Шрифт:
Интервал:
Закладка:
– Может, лучше он со мной поговорит?
– У тебя получится, а у него нет.
– Что получится?
– Ты сам все знаешь. Он только и ждет, что ты подойдешь и попросишь взять тебя с собой.
Я знал об этом, но так и не поговорил с отцом. Я пошел к себе, а вскоре увидел в окно, что отец уходит в горы, шагая тяжело, с набитым железками рюкзаком. На ледник в одиночку не ходят, я знал, что вечером ему предстоят унизительные поиски. В приютах всегда попадались такие, как он: подсаживались то за один стол, то за другой, слушали разговоры, вступали в беседу, а в конце предлагали идти завтра вместе, понимая, что никого не радует перспектива принять в связку чужака. Тогда я считал, что для отца это лучшее наказание.

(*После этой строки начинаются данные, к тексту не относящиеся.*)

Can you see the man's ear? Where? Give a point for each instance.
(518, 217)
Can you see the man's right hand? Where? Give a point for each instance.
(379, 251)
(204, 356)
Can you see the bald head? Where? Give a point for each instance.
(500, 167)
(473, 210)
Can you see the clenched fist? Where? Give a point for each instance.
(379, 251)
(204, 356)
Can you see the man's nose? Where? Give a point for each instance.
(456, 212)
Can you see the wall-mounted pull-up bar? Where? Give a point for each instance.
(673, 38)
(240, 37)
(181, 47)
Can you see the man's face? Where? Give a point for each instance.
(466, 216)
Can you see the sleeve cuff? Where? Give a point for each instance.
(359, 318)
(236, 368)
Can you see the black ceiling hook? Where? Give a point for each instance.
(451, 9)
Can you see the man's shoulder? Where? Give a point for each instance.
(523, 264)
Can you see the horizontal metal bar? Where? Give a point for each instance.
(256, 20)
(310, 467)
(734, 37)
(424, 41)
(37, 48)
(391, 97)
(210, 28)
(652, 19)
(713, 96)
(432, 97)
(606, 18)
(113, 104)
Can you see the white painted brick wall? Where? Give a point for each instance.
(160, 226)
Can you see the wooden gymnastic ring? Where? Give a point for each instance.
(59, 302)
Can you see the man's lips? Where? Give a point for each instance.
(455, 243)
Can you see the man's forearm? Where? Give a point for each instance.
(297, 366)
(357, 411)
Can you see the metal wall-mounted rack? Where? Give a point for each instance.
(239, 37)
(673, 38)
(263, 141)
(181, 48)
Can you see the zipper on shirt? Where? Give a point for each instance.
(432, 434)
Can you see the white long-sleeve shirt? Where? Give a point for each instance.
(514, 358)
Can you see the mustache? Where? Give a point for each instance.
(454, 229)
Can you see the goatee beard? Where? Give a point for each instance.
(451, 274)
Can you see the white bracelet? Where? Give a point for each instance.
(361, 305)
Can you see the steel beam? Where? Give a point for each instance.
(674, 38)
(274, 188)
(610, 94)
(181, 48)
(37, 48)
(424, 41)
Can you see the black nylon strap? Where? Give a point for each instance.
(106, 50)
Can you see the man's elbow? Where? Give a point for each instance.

Тем летом я тоже был наказан. После долгих тренировок на валунах мы с двумя парнями решили доказать, что мы настоящие скалолазы. Первый был сыном того “коллекционера”, у которого мы забрали вино, генуэзец, один из самых сильных в нашей компании, второй – его приятель; он начал заниматься скалолазанием несколько месяцев назад, без особого интереса и способностей, видимо, чтобы не отставать от друга. Скала находилась так близко от дороги, что только мы пересекли луг, как оказались у подножия, под карнизом, где прятались животные от дождя и солнца. Стоя среди коров, мы переобулись, потом генуэзец вручил мне стропы и металлический карабин, привязал к нам концы веревки, себя привязал посередине, без особых церемоний велел приятелю страховать и полез.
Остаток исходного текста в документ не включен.